This folder demonstrates cuBLASLMp library API usage.
- Linux
- x86_64
- arm64-sbsa
cuBLASMp is distributed through NVIDIA Developer Zone and also as a part of HPC SDK. cuBLASMp requires CUDA Toolkit, HPC-X, NVSHMEM, NCCL and GDRCOPY to be installed on the system. The samples require C++11 compatible compiler.

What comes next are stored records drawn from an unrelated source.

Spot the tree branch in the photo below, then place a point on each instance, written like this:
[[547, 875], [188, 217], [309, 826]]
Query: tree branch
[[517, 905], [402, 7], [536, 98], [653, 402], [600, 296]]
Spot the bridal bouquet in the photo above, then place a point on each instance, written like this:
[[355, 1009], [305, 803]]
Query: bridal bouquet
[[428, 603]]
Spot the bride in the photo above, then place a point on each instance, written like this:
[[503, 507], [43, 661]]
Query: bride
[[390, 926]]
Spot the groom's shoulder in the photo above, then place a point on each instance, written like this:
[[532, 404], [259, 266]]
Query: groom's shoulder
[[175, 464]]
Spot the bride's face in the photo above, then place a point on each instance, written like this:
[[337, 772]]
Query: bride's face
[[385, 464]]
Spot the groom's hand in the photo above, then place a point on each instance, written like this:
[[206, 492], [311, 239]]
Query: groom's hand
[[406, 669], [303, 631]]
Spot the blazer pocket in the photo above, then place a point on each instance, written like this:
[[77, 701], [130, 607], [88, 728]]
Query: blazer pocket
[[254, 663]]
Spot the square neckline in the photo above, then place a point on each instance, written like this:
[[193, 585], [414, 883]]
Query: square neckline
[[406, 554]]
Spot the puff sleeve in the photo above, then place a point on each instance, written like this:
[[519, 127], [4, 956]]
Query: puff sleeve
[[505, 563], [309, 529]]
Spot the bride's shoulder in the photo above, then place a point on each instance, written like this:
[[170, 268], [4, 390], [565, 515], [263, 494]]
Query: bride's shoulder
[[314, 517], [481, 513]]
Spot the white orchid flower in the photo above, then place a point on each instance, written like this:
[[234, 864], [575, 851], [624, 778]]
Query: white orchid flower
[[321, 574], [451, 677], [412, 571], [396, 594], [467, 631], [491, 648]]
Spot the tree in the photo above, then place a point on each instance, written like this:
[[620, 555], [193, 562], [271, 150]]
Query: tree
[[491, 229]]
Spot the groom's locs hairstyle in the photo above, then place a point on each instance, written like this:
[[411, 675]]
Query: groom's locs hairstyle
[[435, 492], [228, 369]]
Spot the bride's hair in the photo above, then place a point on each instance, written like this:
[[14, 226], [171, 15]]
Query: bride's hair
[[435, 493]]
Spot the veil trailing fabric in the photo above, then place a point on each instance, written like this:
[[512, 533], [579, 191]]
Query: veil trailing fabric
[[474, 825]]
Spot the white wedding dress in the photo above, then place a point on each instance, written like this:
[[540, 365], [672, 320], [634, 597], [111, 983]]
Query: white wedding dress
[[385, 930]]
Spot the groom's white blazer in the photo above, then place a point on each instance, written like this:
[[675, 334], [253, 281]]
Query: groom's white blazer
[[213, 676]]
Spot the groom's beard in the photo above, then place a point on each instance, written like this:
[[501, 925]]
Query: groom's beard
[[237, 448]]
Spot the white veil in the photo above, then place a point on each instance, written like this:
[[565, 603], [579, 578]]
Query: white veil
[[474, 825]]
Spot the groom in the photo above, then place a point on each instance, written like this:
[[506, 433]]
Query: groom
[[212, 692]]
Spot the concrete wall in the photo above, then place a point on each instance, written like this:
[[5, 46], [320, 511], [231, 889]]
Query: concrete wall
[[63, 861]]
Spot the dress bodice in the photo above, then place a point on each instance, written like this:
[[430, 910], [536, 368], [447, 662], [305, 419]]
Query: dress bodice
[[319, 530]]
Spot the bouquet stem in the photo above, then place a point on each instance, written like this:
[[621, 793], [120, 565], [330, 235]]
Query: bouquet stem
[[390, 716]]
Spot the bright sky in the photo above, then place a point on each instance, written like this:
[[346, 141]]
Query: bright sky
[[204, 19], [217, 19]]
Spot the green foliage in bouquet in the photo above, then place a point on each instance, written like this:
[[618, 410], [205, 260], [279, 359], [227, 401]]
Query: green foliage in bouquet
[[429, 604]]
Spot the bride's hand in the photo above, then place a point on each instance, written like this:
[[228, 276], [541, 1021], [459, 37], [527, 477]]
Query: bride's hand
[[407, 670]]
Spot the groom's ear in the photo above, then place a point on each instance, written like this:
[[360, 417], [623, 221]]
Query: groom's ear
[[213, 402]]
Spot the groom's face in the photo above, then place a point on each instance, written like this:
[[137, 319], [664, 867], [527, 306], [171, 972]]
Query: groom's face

git clone https://github.com/NVIDIA/CUDALibrarySamples.git
cd CUDALibrarySamples/cuBLASMp
mkdir build
cd build
export HPCXROOT=<path/to/hpcx>
export CUBLASMP_HOME=<path/to/cublasmp>
export CAL_HOME=<path/to/libcal>
export NVSHMEM_HOME=<path/to/nvshmem>
source ${HPCXROOT}/hpcx-mt-init-ompi.sh
hpcx_load
cmake .. -DCMAKE_BUILD_TYPE=Release -DCMAKE_CUDA_ARCHITECTURES="70;80;90" -DCUBLASMP_INCLUDE_DIRECTORIES=${CUBLASMP_HOME}/include -DCUBLASMP_LIBRARIES=${CUBLASMP_HOME}/lib/libcublasmp.so -DCAL_INCLUDE_DIRECTORIES=${CAL_HOME}/include -DCAL_LIBRARIES=${CAL_HOME}/lib/libcal.so -DNVSHMEM_INCLUDE_DIRECTORIES=${NVSHMEM_HOME}/include -DNVSHMEM_HOST_LIBRARIES=${NVSHMEM_HOME}/lib/libnvshmem_host.so -DNVSHMEM_DEVICE_LIBRARIES=${NVSHMEM_HOME}/lib/libnvshmem_device.a
make -j
Run examples with mpi command and number of processes according to process grid values, i.e.
mpirun -n 2 ./pmatmul
mpirun -n 2 ./pgemm
mpirun -n 2 ./ptrsm
mpirun -n 2 ./psyrk
mpirun -n 2 ./pgeadd
mpirun -n 2 ./ptradd